NASHVILLE, Tenn. (WKRN) — If you’ve noticed higher prescription drug prices in the new year, you’re not crazy. A new Tennessee law quietly took effect in January regarding something known as pharmacy ‘dispensing fees’ for ‘low-volume pharmacies.’


“A low-volume pharmacy is a pharmacy that dispenses less than 65,000 prescriptions in a year,” said Adam Milam, former president of the Tennessee Association of Benefits and Insurance Professionals. “So, that’s going to include most of the rural, independently owned pharmacies, the mom-and-pop shops, the family businesses.”


A dispensing fee is the ‘charge to cover the cost of dispensing the prescription,’ according to the U.S. Department of Health and Human Services.

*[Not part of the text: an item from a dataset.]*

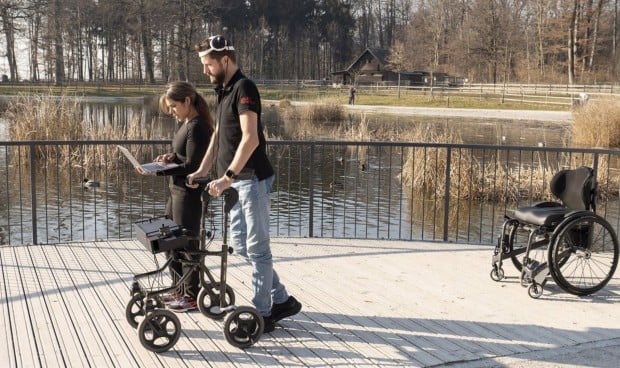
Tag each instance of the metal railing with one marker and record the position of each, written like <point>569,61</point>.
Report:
<point>365,190</point>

Before this year, state law said nothing about dispensing fees – they were set by market price. Now, experts say such fees have increased by roughly $10 per prescription for low-volume pharmacies. What, on average, was below $2 is now $11.98 per prescription.

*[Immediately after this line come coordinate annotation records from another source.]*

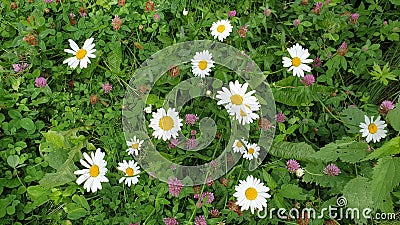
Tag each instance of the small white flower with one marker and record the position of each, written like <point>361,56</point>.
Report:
<point>165,124</point>
<point>134,146</point>
<point>221,29</point>
<point>299,57</point>
<point>95,171</point>
<point>373,130</point>
<point>202,63</point>
<point>131,171</point>
<point>299,172</point>
<point>253,151</point>
<point>251,193</point>
<point>185,12</point>
<point>147,109</point>
<point>81,55</point>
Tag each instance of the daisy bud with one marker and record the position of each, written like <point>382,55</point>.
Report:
<point>185,12</point>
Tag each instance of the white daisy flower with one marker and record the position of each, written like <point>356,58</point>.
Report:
<point>134,146</point>
<point>373,130</point>
<point>253,151</point>
<point>239,146</point>
<point>202,63</point>
<point>239,103</point>
<point>221,29</point>
<point>81,55</point>
<point>251,194</point>
<point>299,57</point>
<point>131,171</point>
<point>165,124</point>
<point>95,171</point>
<point>246,116</point>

“The numbers are telling us right now that an average family could see an increase of about $680 on top of what they’re already paying for the same level of care,” Milam said.


Because the law only applies to low-volume pharmacies, it’ll affect mostly people who live in rural or more sparsely populated areas.

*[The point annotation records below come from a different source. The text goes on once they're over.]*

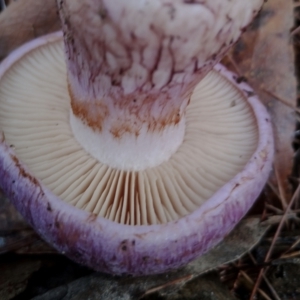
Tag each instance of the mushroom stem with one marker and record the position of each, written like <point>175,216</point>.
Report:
<point>132,66</point>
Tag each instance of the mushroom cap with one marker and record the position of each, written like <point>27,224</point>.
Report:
<point>117,248</point>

The change made it so, ‘A pharmacy benefits manager shall pay a professional dispensing fee at a rate that is not less than the amount paid by the TennCare program to a pharmacy.’


Currently, TennCare charges the aforementioned $11.98 per prescription to dispense.

Someone has to feel that hit: the customer or their employer providing insurance.


While $10 per prescription may not seem like much, for a lower-income family who might have a few prescriptions a month or children with prescriptions, it adds up quickly in a year.


“It’s really going to hurt Tennesseans and those other small employers trying to make that balance in keeping their doors open and attracting the talent they need to keep their doors open, as well,” said Kevin Ownby, the owner of Ownby Insurance Service.


He said that ultimately leads them to move away from supporting small, local businesses. 

“If I’m going to drive that cost up $40 or $50 more than what Walgreens down the street is, people are going to shift,” Ownby said.


When this bill passed last year’s legislature, the idea was to allow smaller pharmacies to charge more and thus, make more money. But if people end up leaving those pharmacies for bigger ones that don’t charge as much, those gains are nullified.